Es para mandar una postal que explique mejor lo que nos inspira este paisaje; pero no puede ser los Cliffs of Moher son demasiados bravíos como para quedar plasmados en una pequeña estampa. Se tiene que dejar la visita más que programada a sitios de siempre para venir por lo libre a este lugar y poder disfrutarlo a tope. Irlanda es parte de estos acantilados, en ellos está la esencia misma de un pueblo: en sus nieblas y en ese misterioso quejido que tiene el mar cuando rompe en sus rocas.
Oficialmente se recorre en una hora y media, un total de 10 kms de ruta que se deben seguir según los organismos oficiales que cubren unos 600 metros en el que se encuentra el mirador y el centro de visitantes, el precio 70 €. Pensamos otra cosa para poder disfrutar del paisaje sin que nadie nos diga nada.
Recomendado y hecho: desde Dublin el autobus hasta Doolin y reservamos noche en alguno de los hostales de esta pequeña localidad. El siguiente paso es iniciar la ruta hacia los acantilados por la ruta de senderismo Burren Way. La ruta tiene dos direcciones: una hacia los acantilados y otra que se acerca al Parque Nacional The Burren, nosotros nos situamos casi en medio de la ruta e iniciamos camino desde Doolin hasta los Acantilados.
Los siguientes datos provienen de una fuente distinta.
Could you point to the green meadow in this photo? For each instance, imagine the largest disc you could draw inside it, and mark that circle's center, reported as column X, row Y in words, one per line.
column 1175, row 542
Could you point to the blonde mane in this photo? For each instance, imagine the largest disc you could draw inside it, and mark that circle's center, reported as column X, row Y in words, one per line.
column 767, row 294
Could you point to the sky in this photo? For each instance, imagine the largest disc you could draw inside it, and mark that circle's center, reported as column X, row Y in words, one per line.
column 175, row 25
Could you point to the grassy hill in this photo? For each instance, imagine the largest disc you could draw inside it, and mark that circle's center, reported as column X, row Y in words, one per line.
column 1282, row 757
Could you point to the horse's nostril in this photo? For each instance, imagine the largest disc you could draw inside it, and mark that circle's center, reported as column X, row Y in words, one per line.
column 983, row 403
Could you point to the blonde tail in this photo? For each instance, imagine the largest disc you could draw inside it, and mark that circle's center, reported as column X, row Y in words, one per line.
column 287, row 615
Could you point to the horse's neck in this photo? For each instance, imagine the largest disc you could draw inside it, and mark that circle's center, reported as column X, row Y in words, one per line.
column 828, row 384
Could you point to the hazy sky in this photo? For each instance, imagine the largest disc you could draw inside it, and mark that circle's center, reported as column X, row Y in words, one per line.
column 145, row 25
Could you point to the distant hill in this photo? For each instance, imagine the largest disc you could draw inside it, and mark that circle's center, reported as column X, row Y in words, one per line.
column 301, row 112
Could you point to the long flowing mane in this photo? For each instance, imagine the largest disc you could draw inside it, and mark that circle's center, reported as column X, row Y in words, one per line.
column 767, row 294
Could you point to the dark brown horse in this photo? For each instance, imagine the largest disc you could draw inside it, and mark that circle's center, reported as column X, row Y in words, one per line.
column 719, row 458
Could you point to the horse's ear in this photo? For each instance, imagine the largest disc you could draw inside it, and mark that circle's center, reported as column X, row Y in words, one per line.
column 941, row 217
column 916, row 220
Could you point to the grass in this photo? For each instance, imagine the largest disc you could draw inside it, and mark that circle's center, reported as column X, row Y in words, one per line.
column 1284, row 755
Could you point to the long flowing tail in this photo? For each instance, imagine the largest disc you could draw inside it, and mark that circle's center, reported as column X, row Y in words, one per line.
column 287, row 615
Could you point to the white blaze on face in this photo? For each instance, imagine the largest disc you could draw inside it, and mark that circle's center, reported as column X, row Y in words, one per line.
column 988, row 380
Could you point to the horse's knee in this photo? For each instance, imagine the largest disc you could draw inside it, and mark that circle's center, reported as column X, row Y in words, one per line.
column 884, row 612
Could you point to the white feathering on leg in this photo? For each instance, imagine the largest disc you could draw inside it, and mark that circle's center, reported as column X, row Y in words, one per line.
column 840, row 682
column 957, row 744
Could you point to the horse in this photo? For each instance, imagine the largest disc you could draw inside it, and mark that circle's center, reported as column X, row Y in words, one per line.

Lo ideal es seguir la ruta que bordea los acantilados y que se acerca totalmente al borde con tramos algo peligrosos, no recomendable en días de mucho viento. Andamos recorriendo la costa de Acantilados hasta llegar al centro de visitantes de Cliff of Moher. Desde aquí podemos iniciar camino hasta la última torre que se avista (recorrido de 2 km). La duración media desde Doolin al centro de visitantes es de 3 horas, pero es la única forma de descubrir realmente cómo son los famosos acantilados.